高 recall 很誘人，因為你不想漏報；但如果 false positive 太高，SOC 很快就會被噪音拖垮。這篇 paper 的結果其實剛好把這個 trade-off 擺在檯面上：對 proactive defense 來說，高 recall 幾乎是必要條件，但 precision / specificity 不夠好時，系統仍然很難直接 operationalize。

3. CTI ingestion 的下一步，不只是 web crawling，而是更細的 context segmentation

這篇方法把整頁網頁當 context 丟給模型，已經比孤立字串判斷好多了；但它也暴露了一個限制：當整頁 context 混著正文、附註、示例、download link、further reading 時，模型還是容易把角色混在一起。
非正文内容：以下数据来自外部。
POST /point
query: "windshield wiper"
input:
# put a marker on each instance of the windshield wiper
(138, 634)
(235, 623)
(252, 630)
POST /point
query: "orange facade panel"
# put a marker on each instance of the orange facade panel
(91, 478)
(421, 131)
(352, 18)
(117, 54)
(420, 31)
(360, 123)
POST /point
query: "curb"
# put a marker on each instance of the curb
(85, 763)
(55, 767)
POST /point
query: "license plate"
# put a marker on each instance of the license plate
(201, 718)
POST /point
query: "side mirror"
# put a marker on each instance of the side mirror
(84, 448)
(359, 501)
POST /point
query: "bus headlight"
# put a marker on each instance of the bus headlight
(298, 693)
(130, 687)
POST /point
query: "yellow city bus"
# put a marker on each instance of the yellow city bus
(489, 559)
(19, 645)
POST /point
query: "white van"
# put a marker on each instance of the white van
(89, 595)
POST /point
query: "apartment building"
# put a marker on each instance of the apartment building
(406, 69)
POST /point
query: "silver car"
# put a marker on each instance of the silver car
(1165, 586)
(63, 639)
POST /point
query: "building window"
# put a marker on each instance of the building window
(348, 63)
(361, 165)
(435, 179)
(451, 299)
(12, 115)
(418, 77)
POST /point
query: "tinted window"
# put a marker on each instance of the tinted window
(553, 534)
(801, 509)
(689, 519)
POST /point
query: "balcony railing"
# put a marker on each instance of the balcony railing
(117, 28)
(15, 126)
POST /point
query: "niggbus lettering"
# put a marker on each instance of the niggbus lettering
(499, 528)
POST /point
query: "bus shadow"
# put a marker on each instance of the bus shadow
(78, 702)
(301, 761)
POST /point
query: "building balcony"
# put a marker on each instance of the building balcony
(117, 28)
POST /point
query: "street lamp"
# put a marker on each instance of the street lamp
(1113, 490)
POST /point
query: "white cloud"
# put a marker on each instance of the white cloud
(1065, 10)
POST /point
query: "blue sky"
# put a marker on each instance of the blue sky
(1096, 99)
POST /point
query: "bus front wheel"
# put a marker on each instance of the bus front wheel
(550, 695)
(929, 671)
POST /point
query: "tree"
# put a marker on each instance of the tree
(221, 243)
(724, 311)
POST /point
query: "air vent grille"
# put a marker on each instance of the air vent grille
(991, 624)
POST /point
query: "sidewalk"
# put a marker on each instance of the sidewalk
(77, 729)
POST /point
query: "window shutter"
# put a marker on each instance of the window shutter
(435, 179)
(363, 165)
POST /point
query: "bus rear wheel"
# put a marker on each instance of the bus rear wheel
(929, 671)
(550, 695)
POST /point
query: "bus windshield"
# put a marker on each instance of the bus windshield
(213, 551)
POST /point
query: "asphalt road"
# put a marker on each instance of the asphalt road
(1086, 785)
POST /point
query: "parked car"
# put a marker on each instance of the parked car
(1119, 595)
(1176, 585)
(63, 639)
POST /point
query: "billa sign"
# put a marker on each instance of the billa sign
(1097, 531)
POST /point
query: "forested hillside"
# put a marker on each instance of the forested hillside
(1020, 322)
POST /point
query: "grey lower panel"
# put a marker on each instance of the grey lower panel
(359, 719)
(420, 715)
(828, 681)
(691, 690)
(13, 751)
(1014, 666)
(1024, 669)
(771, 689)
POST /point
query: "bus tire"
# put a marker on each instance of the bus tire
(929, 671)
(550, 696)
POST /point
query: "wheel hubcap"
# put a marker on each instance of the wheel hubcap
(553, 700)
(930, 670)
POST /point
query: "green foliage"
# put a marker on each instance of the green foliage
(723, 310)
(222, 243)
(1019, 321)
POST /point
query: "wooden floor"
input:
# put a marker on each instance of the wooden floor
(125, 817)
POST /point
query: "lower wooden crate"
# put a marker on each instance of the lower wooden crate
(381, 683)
所以更成熟的下一步，很可能不是單純換更大的模型，而是把 pipeline 做得更細：

• 先做區塊級內容切分
• 區分正文、附錄、教學示例、外部參考
• 再讓 LLM 根據區塊 provenance 判斷 IOC 身分
• 最後再和 reputation / sandbox / VT 類外部驗證整合

我的看法：這篇不是終點，但它把「更早動手」這件事正式拉進 CTI pipeline

如果要挑毛病，這篇論文當然還有不少空間：

• 評估的 indicator 類型仍偏窄，重點在 IP 與 domain
• 尚未真正走到 PDF、Word、RTF、圖片內嵌 IOC 這些更髒的格式
• 也還沒處理更難的語義型 IOC，例如 malware family、registry key、mutex、file path、campaign alias

但我不會因此低估它。因為它真正補上的，是一個很少被明講、卻很實際的落差：很多企業嘴上說想做 proactive defense，實際上卻還停在等別人把 IOC 整理好。 這篇 paper 至少把流程往前推了一步，讓 threat report 剛出現時，系統就能在原始 web content 上先做 context-aware IOC triage。

所以如果你要我濃縮這篇 paper 的一句主線，我會寫成：

真正拖慢防守節奏的，常常不是模型不會判惡意，而是沒有人在 threat report 還是散亂網頁時，就先把「哪些東西值得立刻防」這件事做掉。

Proactively Detecting Threats 的價值，就在於它把這個前置步驟正式做成一個可以量測、可以比較、也確實開始看到模型差異的問題。它還不是完整答案，但已經把題目問對了。